Council also voted not to debate term limits for elected officials, accepted the ombudsman’s annual report and postponed a debate on youth violence as the meeting continued for a second day.
Ombudsman Fiona Crean’s annual report, which looked at the response to the Wellesley Street fire and confusion over parking tickets, among other items, was the first major item on the agenda as city council met Thursday.
Crean said the most common complaints were about poor communications, delays and inadequate service, unpredictable enforcement, and unfair decisions.
She also said the very role of the ombudsman was under fire in 2012. Council voted 35-0 to adopt the report.

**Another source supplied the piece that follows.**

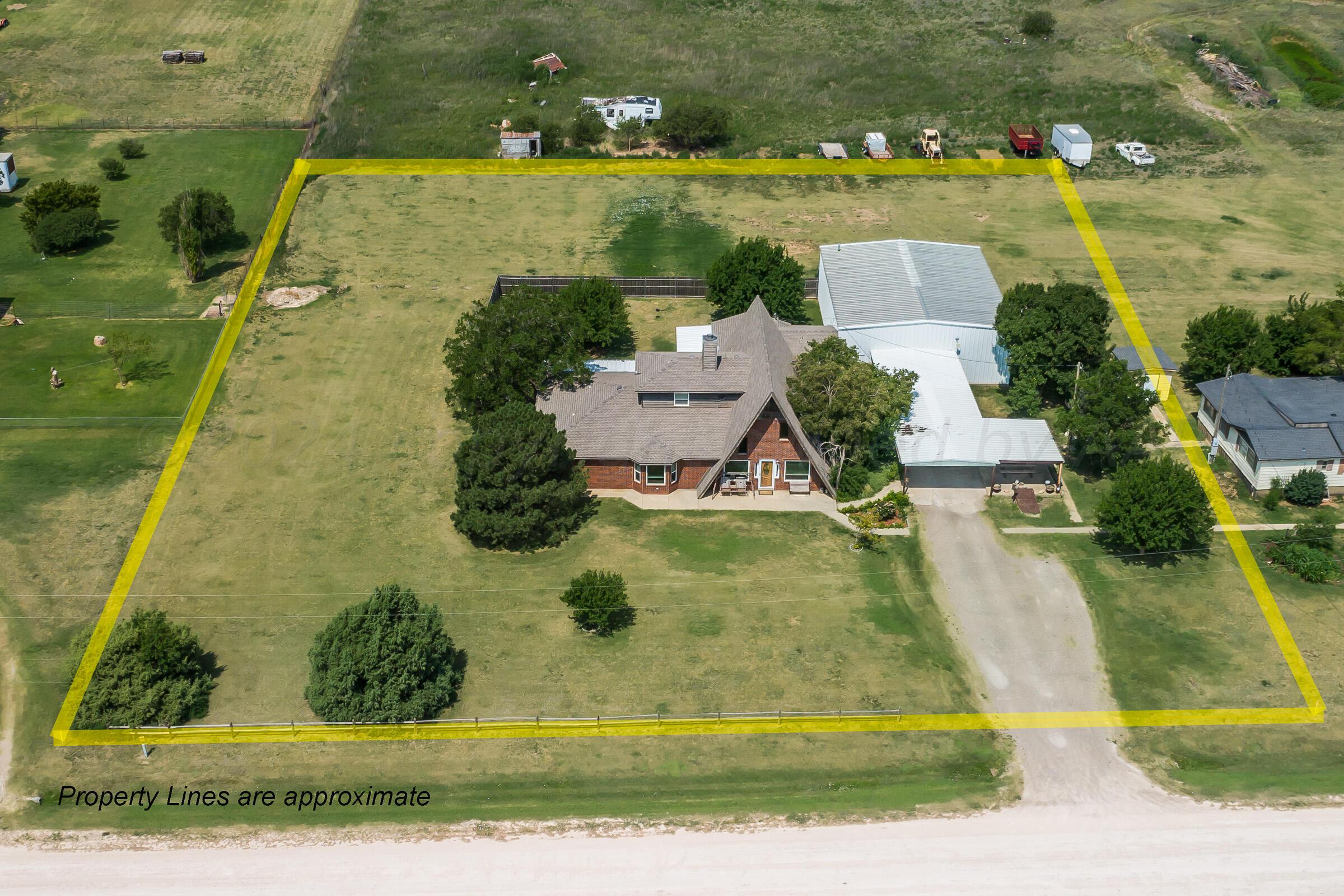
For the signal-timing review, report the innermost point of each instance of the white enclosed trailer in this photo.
(8, 176)
(1073, 144)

Council voted not to debate term limits for elected officials, including the mayor. Coun. Mary Margaret McMahon’s motion was defeated, 16-28. The motion will now be studied by the executive committee.
Council also voted to postpone a debate on youth violence. Coun. Josh Matlow had asked for a report on the effectiveness of a joint Ontario-Toronto program targeting youth violence.
A last-minute motion that would prevent police from issuing parking tickets during a 10-minute grace period was shut down on Thursday, after council decided not to add it to the agenda.
If police issue a ticket within 10 minutes of the permit expiring, drivers can have the ticket cancelled at any of the city’s four parking tag offices.
Many drivers aren’t aware of the policy. Last fall, council voted to highlight the grace period on the city website, but Coun. Matlow argued it would be easier if police were prevented from issuing a ticket until 10 minutes had passed.
Matlow’s motion was not added to the city’s agenda.
Council also voted against Coun. Karen Stintz’s motion to quash a bylaw that forces cyclists to ride single-file. The motion needed a two-thirds majority to pass and was defeated 29-15.
City council voted 39-3 in favour of Coun. Glenn De Baeremaeker’s motion not to appeal an Ontario Superior Court ruling striking down Toronto’s ban on shark fins.
The judge ruled the bylaw went beyond the city’s jurisdiction.
Now, city staff will study whether to craft a new shark fin bylaw and will have a report by June.
A debate on whether to extend city services to the estimated 100,000-200,000 undocumented workers (those whose visas have expired) in the city got impassioned on Thursday evening.
Coun. Joe Mihevc, who proposed the measure, said, “We want our agencies to welcome every one of them and find ways to regularize them in the city.”
Mihevc, whose parents came to Toronto as refugees, implored council to “practice the politics of compassion here.”
Coun. Cesar Palacio said undocumented workers have homes, pay taxes and they deserve to be helped.
“How fair is it for them to live in fear of them being deported,” he asked.
Palacio said he came to Canada as a visitor with his family and when his father died four years after settling in the city he had no choice to but to juggle school and 16-18 hour work days to care for his six siblings.
He appealed to councillors to “do the right thing. Let’s keep our hearts open.”
Vaughan told the story of his father Colin, an architect and former Citytv reporter who came to Canada by boat and worked and married in Toronto before becoming a citizen.
“If the next boat coming along brings someone as good as my father, please welcome them,” he said.
Minnan-Wong, who referred to undocumented workers as illegal immigrants, said the city should not help them.
It’s an “insult to every immigrant who played by the rules to get into the country. It sends the message to the world it’s OK to break the law to come to Canada and it says the city is an accomplice to this law breaking.”